Expertly crosscut with Wade's life is a series of chapters called "Evidence" into which O'Brien throws psychological theories, passages of presidential biography, even accounts of battlefront atrocities in 1776. Here are quotations from Dostoyevsky and George Sand; selections from The Magician's Handbook and the Nuremberg Principles; an item about the 30,000 people who go missing every year. Thus, for example, as we travel deeper into Wade's battlefront memories, we are also given hard-and-fast, nonfiction testimony from the men who perpetrated the My Lai massacre. The "Evidence" chapters broaden the book's focus and prevent us from dismissing the horrors described in the novel as pure make-believe or peculiar only to the war in Vietnam.
With Lake, O'Brien manages what he does best, which is to find the boy scout in the foot soldier, and the foot soldier in every reader. No one writes better about the fear and homesickness of a boy adrift amid what he cannot understand, be it combat or love. O'Brien shows us Wade as a lonely, pudgy 10- year-old, practicing magic tricks before the mirror, hoping to conjure a callous father's love out of thin air. "The mirror made his father smile all the time. The mirror made the vodka bottles vanish from their hiding place in the garage, and it helped with the hard, angry silence at the dinner table." At his father's funeral the 14-year-old boy "wanted to kill everybody who was crying and everybody who wasn't."

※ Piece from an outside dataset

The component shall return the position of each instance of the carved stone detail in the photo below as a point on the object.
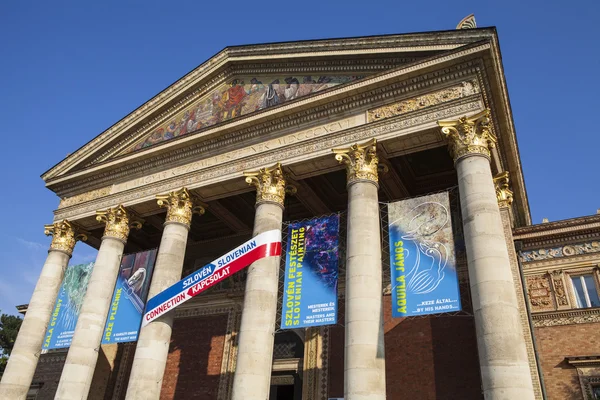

O'Brien's suggestion that people enter politics in search of the love they've never had seems reductive. And he remains much better at exploring mystery than at explaining it ("There is no end, happy or otherwise; nothing is fixed, nothing is solved"). Yet if he is no psychologist, he is a masterly evoker of shadowy psychological states. And what remains in the mind from this book is an unsparing depiction of the moral and emotional nightmares of Vietnam, made more unsparing by O'Brien's rigorous refusal to write them off as the craziness of the moment. "This was not madness, Sorcerer understood. This was sin." Lake looks head-on at those unfashionable old friends, morality and evil.